ホッタイル事業は1997年、増加していたストリートチルドレンに対する支援として始まりました。ストリートチルドレンの増加は、資本主義経済への移行や社会の混乱が原因でした。
しかし近年、資本主義経済への移行から年月がたち、児童保護施設が増えてきたことから、都市部でのストリートチルドレンの増加はみられなくなりました。PWJはストリートチルドレンに対する今後の支援のあり方を検討した結果、子どもたちを施設で保護し続けるのではなく、家庭に戻れる子どもは家庭に戻り、それが難しい子どもは教育や職業訓練を受けて自立する方向をめざすことが重要であると決めました。

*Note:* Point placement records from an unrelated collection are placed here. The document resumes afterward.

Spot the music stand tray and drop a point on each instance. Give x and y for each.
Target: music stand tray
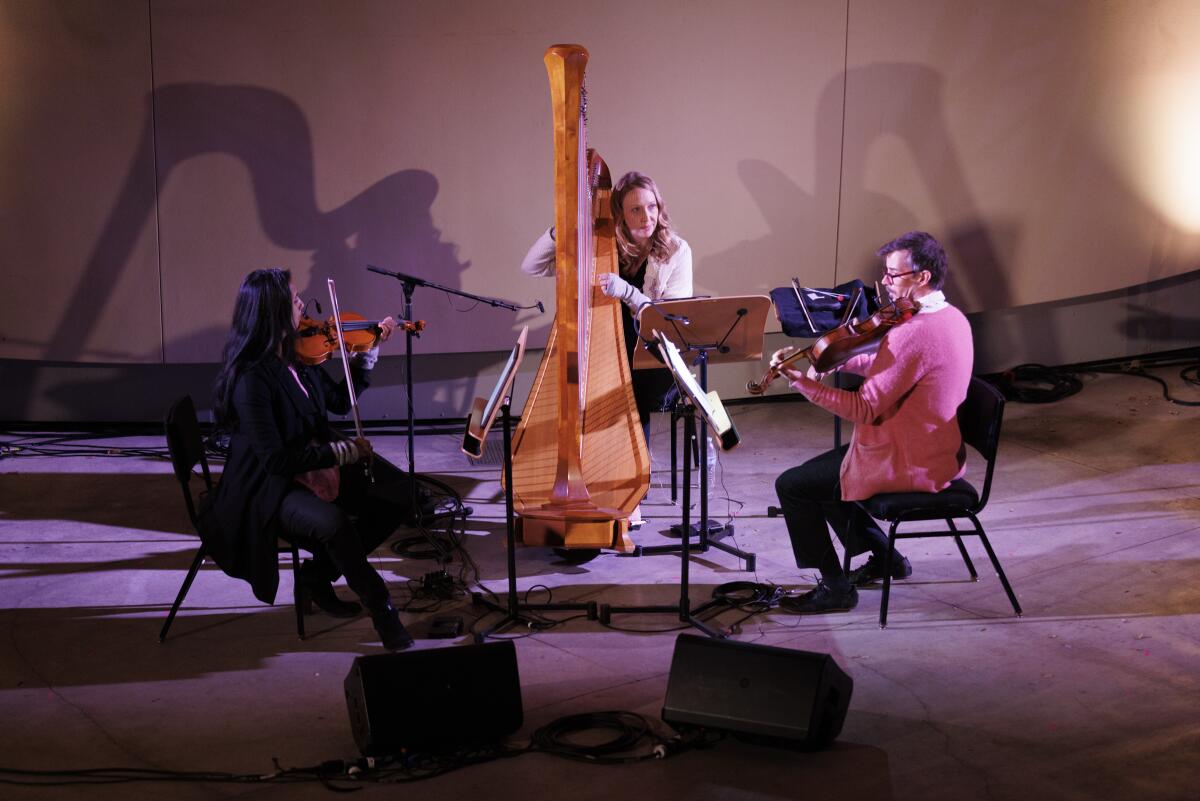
(707, 407)
(706, 330)
(732, 327)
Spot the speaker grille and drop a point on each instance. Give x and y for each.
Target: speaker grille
(798, 697)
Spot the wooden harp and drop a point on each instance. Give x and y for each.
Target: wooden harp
(580, 462)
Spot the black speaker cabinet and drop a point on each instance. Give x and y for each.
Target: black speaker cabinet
(769, 693)
(433, 699)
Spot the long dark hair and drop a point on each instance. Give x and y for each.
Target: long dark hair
(262, 323)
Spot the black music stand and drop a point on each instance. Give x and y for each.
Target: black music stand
(480, 421)
(694, 398)
(709, 330)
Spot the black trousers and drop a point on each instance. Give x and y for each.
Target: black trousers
(341, 534)
(810, 495)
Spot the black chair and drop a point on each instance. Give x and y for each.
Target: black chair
(979, 417)
(186, 449)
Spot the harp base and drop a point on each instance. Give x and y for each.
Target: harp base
(599, 528)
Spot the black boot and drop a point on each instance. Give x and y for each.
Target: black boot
(391, 632)
(319, 591)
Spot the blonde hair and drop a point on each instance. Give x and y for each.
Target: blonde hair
(661, 244)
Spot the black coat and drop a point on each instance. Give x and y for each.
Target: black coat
(279, 433)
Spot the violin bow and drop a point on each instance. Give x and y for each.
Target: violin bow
(346, 367)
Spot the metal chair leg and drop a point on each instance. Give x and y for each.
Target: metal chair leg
(183, 591)
(963, 550)
(887, 574)
(1000, 571)
(297, 590)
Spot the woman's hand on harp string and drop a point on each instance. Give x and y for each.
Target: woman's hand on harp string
(613, 285)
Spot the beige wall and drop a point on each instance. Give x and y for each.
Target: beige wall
(791, 138)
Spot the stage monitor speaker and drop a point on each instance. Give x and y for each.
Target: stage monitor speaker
(778, 694)
(433, 699)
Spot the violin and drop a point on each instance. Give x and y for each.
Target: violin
(316, 341)
(839, 345)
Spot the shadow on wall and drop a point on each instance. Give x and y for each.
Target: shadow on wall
(389, 223)
(911, 91)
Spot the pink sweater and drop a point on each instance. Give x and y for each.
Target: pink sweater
(906, 434)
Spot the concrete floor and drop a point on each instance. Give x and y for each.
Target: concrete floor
(1092, 694)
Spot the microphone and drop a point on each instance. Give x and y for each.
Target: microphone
(389, 272)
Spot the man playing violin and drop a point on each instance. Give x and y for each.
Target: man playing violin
(906, 435)
(288, 474)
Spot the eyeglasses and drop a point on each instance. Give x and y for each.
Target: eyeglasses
(892, 276)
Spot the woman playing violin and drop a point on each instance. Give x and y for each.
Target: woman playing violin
(906, 435)
(288, 474)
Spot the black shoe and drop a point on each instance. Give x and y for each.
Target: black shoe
(873, 570)
(315, 590)
(391, 632)
(819, 600)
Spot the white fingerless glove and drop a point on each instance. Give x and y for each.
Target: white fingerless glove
(366, 359)
(625, 291)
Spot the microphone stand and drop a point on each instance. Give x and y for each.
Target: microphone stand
(408, 284)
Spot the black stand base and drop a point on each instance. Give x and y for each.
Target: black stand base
(513, 609)
(511, 606)
(683, 608)
(700, 543)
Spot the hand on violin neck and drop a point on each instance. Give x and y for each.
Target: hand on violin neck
(365, 359)
(387, 326)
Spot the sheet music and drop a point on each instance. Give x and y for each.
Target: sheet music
(708, 403)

PWJは以前から、ホッタイル事業の一つとして、ソーシャルワーカーによる家庭調査を行ってきました。2006年度も引き続き保護者面接などを実施したところ、ホッタイルで暮らす子どもたち39人のうち、27人が家族のもとへ戻ることができました。同時に、子どもたちが将来職業に就くことができるような教育環境を提供するための調査を実施。1995年よりウランバートルで活動を始め、ストリートチルドレンの保護施設として専門学校や大学進学まで支援している「ベルビスト・ケアセンター」に子どもたちが入居できれば、高等教育も受けることが可能となり、彼らの自立につながると判断しました。孤児、あるいは、適切な保護者がいないため家庭に戻れなかったホッタイルの子ども12人は2006年6月、ベルビスト・ケアセンターに入居しました。
PWJによるホッタイル運営は終了しましたが、家族のもとへ戻った子どもたちや、ベルビスト・ケアセンターに入居した子どもたちが新しい環境で安心して暮らしていけるよう、支援はなお継続します。また、2000年以来、エルデネット市で行ってきた補習授業は現地の教育センターに引き継がれ、モンゴルの人びとの手によって継続されることになりました。なお、PWJウランバートル事務所は2006年7月に撤収しました。